Spearman’s correlation analysis revealed that the better participants’ understanding of Miao embroidery was, the higher rating they gave on the visual appearance of the digital museum (correlation coefficient r = 0.500; p = 0.000). This seems to confirm the relationship between understanding and appreciation of ICH [25]. Similarly, as expected, the more participants were interested in the cultural heritage, the more positive the rating they gave on their browsing experience (r = 0.593; p = 0.000). Besides, there was also a significant correlation between participants’ engagement in the Miao embroidery and their rating on the searching functionality of the digital museum (r = 0.609; p = 0.000). This seems to suggest that users who were more engaged with the ICH would prefer using the search function to locate specific items in their mind [26]. Last but not least, participants’ perceived two-way communication with the digital museum also quite strongly correlated with their rating on searching experience (r = 0.713; p = 0.000). This is not surprising as searching is an interactive process [27].
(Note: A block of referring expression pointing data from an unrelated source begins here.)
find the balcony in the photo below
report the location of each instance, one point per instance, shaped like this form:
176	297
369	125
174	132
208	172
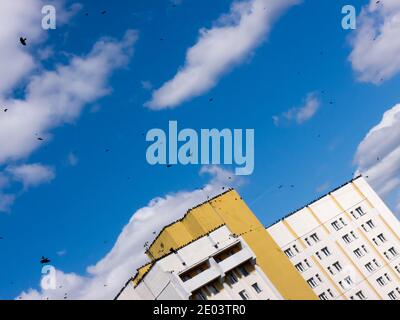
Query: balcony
201	279
236	259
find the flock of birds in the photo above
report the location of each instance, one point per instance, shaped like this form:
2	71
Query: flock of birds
44	260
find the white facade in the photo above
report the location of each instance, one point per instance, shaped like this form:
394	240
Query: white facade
216	266
346	245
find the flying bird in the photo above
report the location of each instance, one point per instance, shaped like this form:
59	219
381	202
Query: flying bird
44	260
23	41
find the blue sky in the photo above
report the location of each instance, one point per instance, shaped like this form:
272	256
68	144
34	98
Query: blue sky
75	214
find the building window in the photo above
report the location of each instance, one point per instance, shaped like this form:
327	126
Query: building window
256	287
243	271
370	224
243	294
392	295
360	211
337	266
323	296
289	253
393	251
360	295
358	253
326	251
336	225
369	267
354	234
346	238
382	237
213	289
300	267
354	215
312	283
315	237
232	277
348	280
381	281
200	296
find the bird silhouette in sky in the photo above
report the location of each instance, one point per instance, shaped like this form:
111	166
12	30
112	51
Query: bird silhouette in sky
23	41
44	260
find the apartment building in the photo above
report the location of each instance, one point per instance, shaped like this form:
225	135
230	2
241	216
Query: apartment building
218	250
344	245
217	266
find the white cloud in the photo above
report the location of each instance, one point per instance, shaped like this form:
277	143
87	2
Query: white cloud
54	98
31	175
104	279
231	39
300	114
376	47
6	201
23	19
378	155
72	159
50	98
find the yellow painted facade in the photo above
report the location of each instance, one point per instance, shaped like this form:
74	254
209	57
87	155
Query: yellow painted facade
229	209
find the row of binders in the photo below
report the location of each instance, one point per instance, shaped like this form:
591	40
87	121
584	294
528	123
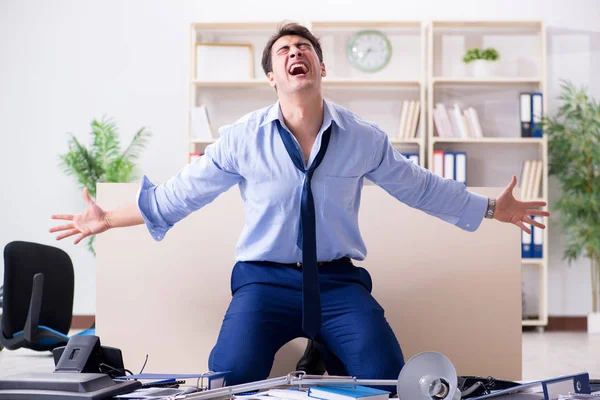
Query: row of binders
455	122
414	157
409	119
532	244
531	179
531	105
451	165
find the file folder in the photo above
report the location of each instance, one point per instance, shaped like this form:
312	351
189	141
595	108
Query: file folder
538	239
460	167
525	112
536	114
526	242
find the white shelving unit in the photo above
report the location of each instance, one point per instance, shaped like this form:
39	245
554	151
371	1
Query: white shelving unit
492	159
374	96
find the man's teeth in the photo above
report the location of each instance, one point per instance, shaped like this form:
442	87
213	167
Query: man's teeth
298	68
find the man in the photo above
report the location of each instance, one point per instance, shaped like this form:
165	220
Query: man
300	165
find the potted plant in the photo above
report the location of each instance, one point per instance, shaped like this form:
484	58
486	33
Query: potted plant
103	161
574	159
481	60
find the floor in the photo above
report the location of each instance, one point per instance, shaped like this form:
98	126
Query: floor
545	355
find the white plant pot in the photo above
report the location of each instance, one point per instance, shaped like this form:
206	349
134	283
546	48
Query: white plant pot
482	68
594	322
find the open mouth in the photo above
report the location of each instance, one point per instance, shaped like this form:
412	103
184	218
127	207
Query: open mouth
298	68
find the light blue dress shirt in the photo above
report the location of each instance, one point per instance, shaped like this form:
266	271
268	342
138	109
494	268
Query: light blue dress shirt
251	154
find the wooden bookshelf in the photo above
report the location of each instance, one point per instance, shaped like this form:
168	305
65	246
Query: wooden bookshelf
501	151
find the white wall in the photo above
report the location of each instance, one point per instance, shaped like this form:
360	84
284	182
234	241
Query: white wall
63	63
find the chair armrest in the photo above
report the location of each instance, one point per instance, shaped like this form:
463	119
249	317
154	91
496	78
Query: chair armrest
35	305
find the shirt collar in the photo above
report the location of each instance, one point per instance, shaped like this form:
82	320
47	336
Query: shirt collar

There were other noteworthy suggestions extracted from the open-ended comments of the participants. For instance, one specifically expressed his/her expectation on a “warmer lighting” of the photos that could “simulate a virtual visit” to a physical museum (Participant #19), which denotes the importance of considering not only the quality of photos [28] but also visitors’ hedonic or affective experience during the digitization process [29].

6 Conclusion and Future Work

In this study, we presented the development and user evaluation of a digital museum of Miao embroidery as a unique intangible cultural heritage of ethnic minorities in Guizhou, China. Evaluation results have helped us identify the strengths of this digital museum (e.g., rigor of metadata), elements of weakness (e.g., two-way communication), and suggestions for further improvement. Further additions of the digital museum may include videos of the craftsmanship and VR scenes of the physical museum. This study is exploratory in nature and the participant sample was limited to the Chinese population. Towards the goal of promoting the Miao embroidery to an international audience, our ongoing work involves recruiting non-Chinese participants for the evaluation. Future research will also include more comprehensive evaluation methods such as usability testing and system log analysis.